From mild side effects to long-term protection: How COVID-19 vaccines trigger an immune response.

Extract from ABC News

Health

ABC Health & Wellbeing

By health reporter Olivia Willis

Posted 29 minutes ago

Most vaccine side effects last no more than a couple of days and people recover without any problems.

(Getty Images: Francesco Carta)

It's normal to feel a bit lousy in the day or two after your COVID-19 jab — in fact, it can be helpful to think of it as a positive sign.

Experts say mild side effects like tiredness, fevers, muscle aches, and arm pain are "normal signs your body is building protection".

But if feeling rubbish offers some reassurance that the vaccine is working, what does it mean if you don't have symptoms after the jab?

Thankfully, it's nothing to worry about: an absence of symptoms is not a sign the vaccine isn't doing its job, according to research published this week in JAMA Internal Medicine.

It suggests people who don't experience any side effects from mRNA COVID-19 vaccines still produce a robust antibody response.

US researchers measured the antibody levels of almost 1,000 healthcare workers two weeks after their second dose of the Pfizer or Moderna vaccine, and asked them to report any side effects.

They found almost 100 per cent of vaccine recipients "mounted a strong antibody response to the spike protein … independent of vaccine-induced reactions".

The findings echo what clinical trials show: COVID-19 vaccines are highly effective irrespective of age, sex, or the presence of side effects.

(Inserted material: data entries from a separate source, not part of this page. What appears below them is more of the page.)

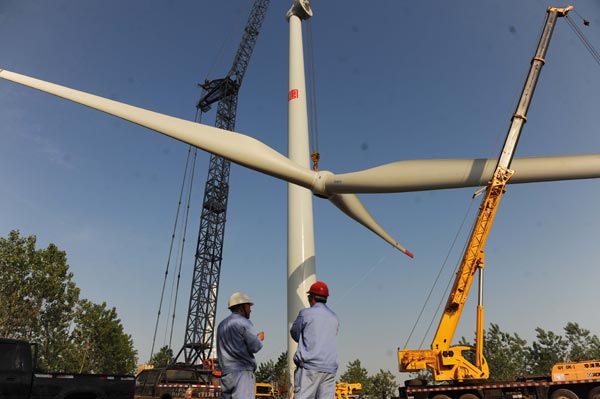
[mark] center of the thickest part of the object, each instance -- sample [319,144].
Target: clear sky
[395,80]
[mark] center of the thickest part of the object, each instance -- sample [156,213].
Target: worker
[237,342]
[315,330]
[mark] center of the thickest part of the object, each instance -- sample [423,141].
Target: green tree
[582,345]
[547,350]
[105,348]
[382,385]
[39,302]
[506,354]
[37,296]
[163,357]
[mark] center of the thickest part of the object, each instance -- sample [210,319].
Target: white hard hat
[238,298]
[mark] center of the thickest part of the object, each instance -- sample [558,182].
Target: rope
[312,99]
[589,47]
[437,278]
[184,234]
[162,294]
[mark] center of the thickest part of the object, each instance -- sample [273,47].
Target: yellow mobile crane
[447,362]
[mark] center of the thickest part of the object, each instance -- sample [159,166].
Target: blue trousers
[238,385]
[313,384]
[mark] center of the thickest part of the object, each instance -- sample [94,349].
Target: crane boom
[200,326]
[445,361]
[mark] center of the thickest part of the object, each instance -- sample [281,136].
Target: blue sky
[395,80]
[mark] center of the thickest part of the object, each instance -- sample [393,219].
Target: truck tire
[594,393]
[564,393]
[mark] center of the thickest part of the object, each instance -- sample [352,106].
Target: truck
[176,382]
[20,378]
[462,372]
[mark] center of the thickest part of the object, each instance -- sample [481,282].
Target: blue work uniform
[315,329]
[236,345]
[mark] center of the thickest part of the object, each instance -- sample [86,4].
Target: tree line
[508,355]
[40,303]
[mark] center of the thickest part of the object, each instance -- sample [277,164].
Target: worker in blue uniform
[315,330]
[237,342]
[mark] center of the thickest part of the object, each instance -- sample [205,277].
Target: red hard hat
[319,288]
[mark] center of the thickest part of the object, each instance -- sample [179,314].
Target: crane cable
[312,99]
[198,118]
[170,250]
[437,278]
[589,47]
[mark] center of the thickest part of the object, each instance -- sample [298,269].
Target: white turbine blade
[238,148]
[420,175]
[235,147]
[351,206]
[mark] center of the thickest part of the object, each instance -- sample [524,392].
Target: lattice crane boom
[200,326]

So why do vaccines leave some of us feeling worse than others? And how exactly does our body mount an immune response?

Catch up on the main COVID-19 news from August 17 with a look back at our blog

How do vaccines mimic a virus?

In order to train our bodies to recognise pathogens (and fight them off down the track), vaccines introduce our immune system to part of a pathogen — known as an "antigen" — which triggers an immune response.

This antigen might be a weakened or inactivated virus, or it might be just one part of a pathogen — for example, the spike protein found on the surface of SARS-CoV-2 (used by the virus to latch onto and enter human cells).

Traditional vaccines, including some COVID-19 jabs, deliver antigens directly to the body.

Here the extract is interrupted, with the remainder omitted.